You can make your own search object, which allows you to pass in custom queries for certain terms or SHARE fields. Queries are formed using [lucene query syntax](https://www.elastic.co/guide/en/elasticsearch/reference/current/query-dsl-query-string-query.html#query-string-syntax), just like we used in the above examples.

This type of query accepts a 'query_string'. Other options include a match query, a multi-match query, a bool query, and any other query structure available in the elasticsearch API.

We can see what that query that we're about to send to elasticsearch by using the pretty print helper function. You'll see that it looks very similar to the queries we defined by hand earlier.

In [None]:
from sharepa import ShareSearch
from sharepa.helpers import pretty_print

my_search = ShareSearch()

my_search = my_search.query(
    'query_string', # Type of query, will accept a lucene query string
    query='NOT tags:*', # This lucene query string will find all documents that don't have tags
    analyze_wildcard=True  # This will make elasticsearch pay attention to the asterisk (which matches anything)
)

pretty_print(my_search.to_dict())

When you execute that query, you can then iterate through the results the same way that you could with the simple search query.

In [None]:
new_results = my_search.execute()
for hit in new_results:
    print(hit.title)

## Debugging and Problem Solving

Not everything always goes as planned when querying an unfamillar API. Here are some debugging and problem solving strategies when you're querying the SHARE API.

### Schema issues
The SHARE schema has a lot of parts, and much of the information is nested within sections. Making a query isn't always as straight forward as you might think, if you're not looking in the right part of the schema.

Let's say you were trying to query for all SHARE documents that specify the language as not being in English.

We'll guess as to what that query might be, and try to make it using sharepa.

In [None]:
language_search = ShareSearch()

language_search = language_search.query(
    'query_string', # Type of query, will accept a lucene query string
    query='NOT languages=english', # This lucene query string will find all documents that don't have tags
)

In [None]:
results = language_search.execute()

for hit in results:
    print(hit.languages)

So the result does not have an attribute called languages! Let's try to figure out what went wrong here.
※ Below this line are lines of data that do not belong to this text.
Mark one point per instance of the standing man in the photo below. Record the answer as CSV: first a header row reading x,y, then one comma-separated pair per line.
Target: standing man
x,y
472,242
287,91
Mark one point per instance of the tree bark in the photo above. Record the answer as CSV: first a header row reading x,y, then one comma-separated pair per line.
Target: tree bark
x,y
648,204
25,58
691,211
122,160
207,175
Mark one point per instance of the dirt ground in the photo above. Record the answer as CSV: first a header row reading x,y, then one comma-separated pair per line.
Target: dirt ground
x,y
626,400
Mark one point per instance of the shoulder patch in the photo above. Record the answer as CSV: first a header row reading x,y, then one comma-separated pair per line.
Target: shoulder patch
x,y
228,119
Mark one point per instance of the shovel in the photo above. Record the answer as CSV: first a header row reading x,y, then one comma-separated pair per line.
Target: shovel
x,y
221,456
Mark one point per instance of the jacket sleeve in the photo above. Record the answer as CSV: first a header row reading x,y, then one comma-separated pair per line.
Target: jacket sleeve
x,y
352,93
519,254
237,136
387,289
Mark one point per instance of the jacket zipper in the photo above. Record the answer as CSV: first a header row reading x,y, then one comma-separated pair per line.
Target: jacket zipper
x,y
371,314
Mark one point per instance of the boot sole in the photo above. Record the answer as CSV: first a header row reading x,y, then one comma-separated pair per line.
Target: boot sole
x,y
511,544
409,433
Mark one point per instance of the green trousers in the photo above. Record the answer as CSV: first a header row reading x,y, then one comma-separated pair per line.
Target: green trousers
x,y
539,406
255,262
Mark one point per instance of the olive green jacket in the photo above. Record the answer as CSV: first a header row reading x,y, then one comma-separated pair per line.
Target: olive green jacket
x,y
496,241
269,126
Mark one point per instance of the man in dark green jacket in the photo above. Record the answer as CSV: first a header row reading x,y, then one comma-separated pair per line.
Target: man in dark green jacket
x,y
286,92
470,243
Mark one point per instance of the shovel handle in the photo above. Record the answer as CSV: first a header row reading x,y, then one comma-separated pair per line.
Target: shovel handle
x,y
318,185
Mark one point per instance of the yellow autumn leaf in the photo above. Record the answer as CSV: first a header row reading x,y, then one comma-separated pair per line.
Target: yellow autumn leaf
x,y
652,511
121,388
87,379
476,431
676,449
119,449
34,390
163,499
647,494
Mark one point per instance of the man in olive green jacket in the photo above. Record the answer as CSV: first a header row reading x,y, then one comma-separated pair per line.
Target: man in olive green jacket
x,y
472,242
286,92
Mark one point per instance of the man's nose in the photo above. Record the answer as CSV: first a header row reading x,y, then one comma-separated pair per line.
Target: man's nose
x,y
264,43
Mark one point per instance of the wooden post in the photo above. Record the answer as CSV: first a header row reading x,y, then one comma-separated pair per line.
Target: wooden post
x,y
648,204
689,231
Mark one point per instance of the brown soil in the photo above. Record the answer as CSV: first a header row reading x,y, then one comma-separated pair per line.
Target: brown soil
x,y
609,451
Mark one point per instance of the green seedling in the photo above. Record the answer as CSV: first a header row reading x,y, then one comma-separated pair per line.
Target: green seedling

Step one could be that we are trying to find something that does NOT match a given parameter. Since languages is not required, this is returning results that do not include the languages result at all!

So let's fix this up a bit to make sure that we're querying for items that specify language in the first place.

In [None]:
language_search = ShareSearch()

language_search = language_search.filter(
    'exists',
    field="languages"
)

language_search.count()

In [None]:
results = language_search.execute()

# Let's see how many documents have language results.
print('There are {} documents with languages specified'.format(language_search.count()))

print('Here are the languages for the first 10 results:')

# Check out the first few results
for hit in results:
    print(hit.languages)

So now we're better equipped to add on to this filter, and then narrow down to results that are not in English.

When we printed out the first few results, we might have noticed a second problem with our query -- going back to the [SHARE Schema](https://github.com/CenterForOpenScience/SHARE-Schema/blob/master/share.yaml), we might notice that there is a restriction on how languages are captured - as a three letter lowercase representation. Instead of "english" let's look for the three letter abbreviation - "eng"

We can modify our new and improved language query by adding on another query to our started language_search. We'll use the elasticsearch query object Q, and invert it with a ~ symbol, and search for the term "eng."

In [None]:
from elasticsearch_dsl import Q

language_search = language_search.query(~Q("term", languages="eng"))

results = language_search.execute()

# Let's see how many documents have language results that aren't eng
print('There are {} documents that do not have "eng" listed.'.format(language_search.count()))

print('Here are the languages for the first 10 results:')

# Check out the first few results, make sure "eng" isn't in there
for hit in results:
    print(hit.languages)